UC San Diego
MRI and MRE for non-invasive quantitative assessment of hepatic steatosis and fibrosis in NAFLD and NASH: Clinical trials to clinical practice.
- Author(s): Dulai, Parambir S
- Sirlin, Claude B
- Loomba, Rohit
- et al.
Published Web Locationhttps://www.ncbi.nlm.nih.gov/pmc/articles/PMC5124376/pdf/nihms795526.pdf
Non-alcoholic fatty liver disease (NAFLD) represents one of the most common causes of chronic liver disease, and its prevalence is rising worldwide. The occurrence of non-alcoholic steatohepatitis (NASH) is associated with a substantial increase in disease related morbidity and mortality.
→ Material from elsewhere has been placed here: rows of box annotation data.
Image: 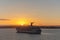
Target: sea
[0,28,60,40]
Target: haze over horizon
[0,0,60,25]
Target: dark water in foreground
[0,28,60,40]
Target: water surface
[0,28,60,40]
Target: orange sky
[0,0,60,25]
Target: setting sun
[17,19,29,25]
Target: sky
[0,0,60,25]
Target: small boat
[16,23,41,34]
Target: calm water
[0,28,60,40]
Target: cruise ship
[16,23,41,34]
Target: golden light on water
[16,19,29,26]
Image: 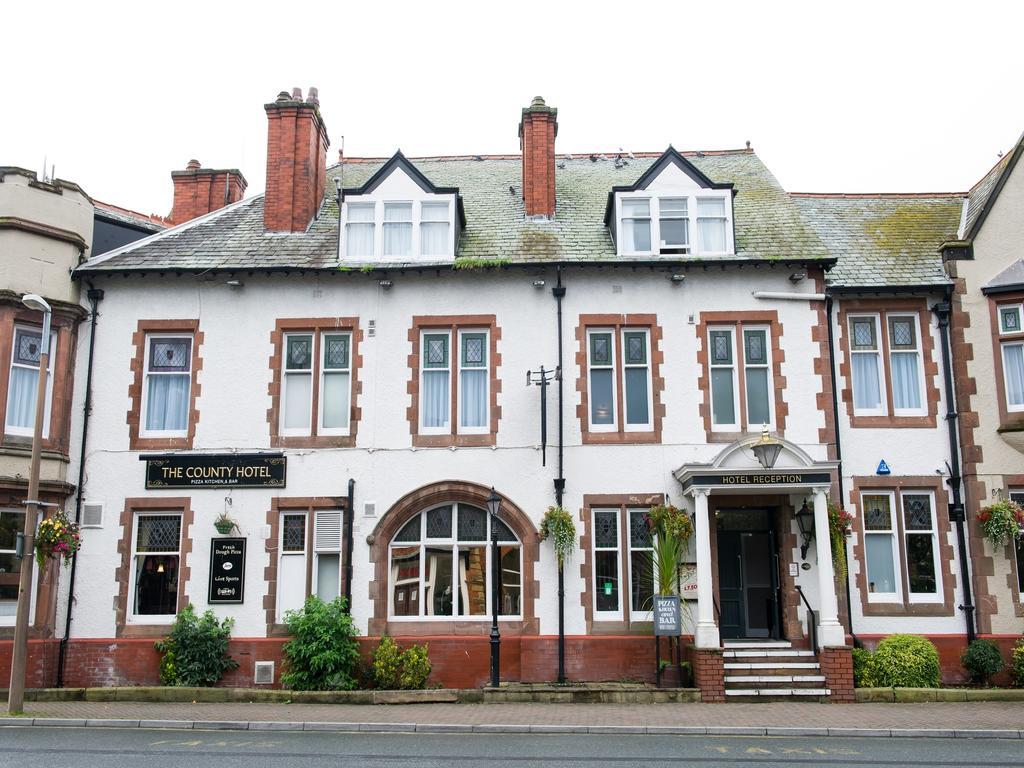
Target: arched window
[388,504,522,618]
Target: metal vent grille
[253,662,273,685]
[82,502,103,528]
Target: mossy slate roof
[793,194,964,288]
[79,150,830,272]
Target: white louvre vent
[82,502,103,528]
[253,662,273,685]
[313,509,341,552]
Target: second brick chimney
[263,88,331,232]
[519,96,558,218]
[171,160,248,224]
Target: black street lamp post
[487,486,502,688]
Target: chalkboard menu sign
[208,539,246,603]
[654,595,681,637]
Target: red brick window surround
[580,494,665,634]
[406,314,501,447]
[988,293,1024,432]
[697,310,790,442]
[266,317,362,447]
[839,299,939,428]
[851,476,955,616]
[575,314,665,443]
[115,497,195,637]
[127,319,203,451]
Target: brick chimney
[263,88,331,232]
[171,160,248,224]
[519,96,558,218]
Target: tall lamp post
[487,485,502,688]
[7,293,50,715]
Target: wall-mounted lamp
[797,499,814,560]
[751,424,782,469]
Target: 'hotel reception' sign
[139,454,288,488]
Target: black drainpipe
[825,296,863,648]
[551,266,565,683]
[57,283,103,688]
[932,288,978,643]
[344,477,355,614]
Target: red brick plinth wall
[818,646,853,703]
[693,648,725,703]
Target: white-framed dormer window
[900,492,942,602]
[341,196,455,260]
[345,203,377,258]
[886,314,925,416]
[5,326,56,438]
[861,493,902,603]
[998,304,1024,413]
[708,328,739,432]
[615,189,733,255]
[142,334,194,437]
[849,314,886,416]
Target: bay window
[5,326,56,437]
[388,503,522,620]
[142,334,194,437]
[616,190,732,255]
[999,304,1024,413]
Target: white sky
[0,0,1024,214]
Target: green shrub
[869,635,941,688]
[374,635,401,689]
[157,603,239,687]
[281,595,359,690]
[853,648,876,688]
[373,635,430,690]
[1010,638,1024,688]
[398,645,430,690]
[961,640,1007,685]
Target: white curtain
[7,367,39,429]
[145,374,188,432]
[384,203,413,256]
[285,374,312,429]
[420,221,449,256]
[852,352,882,411]
[1002,344,1024,406]
[421,371,451,427]
[321,373,349,429]
[459,369,487,427]
[892,352,921,410]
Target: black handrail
[797,584,818,653]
Accordingly, there has been a surge of innovation surrounding drug development in an effort to off-set the natural progression and long-term risks of this disease. Disease assessment within clinical trials and clinical practice for NAFLD is currently done with liver biopsies. Liver biopsy-based assessments, however, remain imprecise and are not without cost or risk. This carries significant implications for the feasibility and costs of bringing therapeutic interventions to market. A need therefore arises for reliable and highly accurate surrogate end-points that can be used in phase 2 and 3 clinical trials to reduce trial size requirements and costs, while improving feasibility and ease of implementation in clinical practice. Significant advances have now been made in magnetic resonance technology, and magnetic resonance imaging (MRI) and elastrography (MRE) have been demonstrated to be highly accurate diagnostic tools for the detection of hepatic steatosis and fibrosis. In this review article, we will summarize the currently available evidence regarding the use of MRI and MRE among NAFLD patients, and the evolving role these surrogate biomarkers will play in the rapidly advancing arena of clinical trials in NASH and hepatic fibrosis. Furthermore, we will highlight how these tools can be readily applied to routine clinical practice, where the growing burden of NAFLD will need to be met with enhanced monitoring algorithms.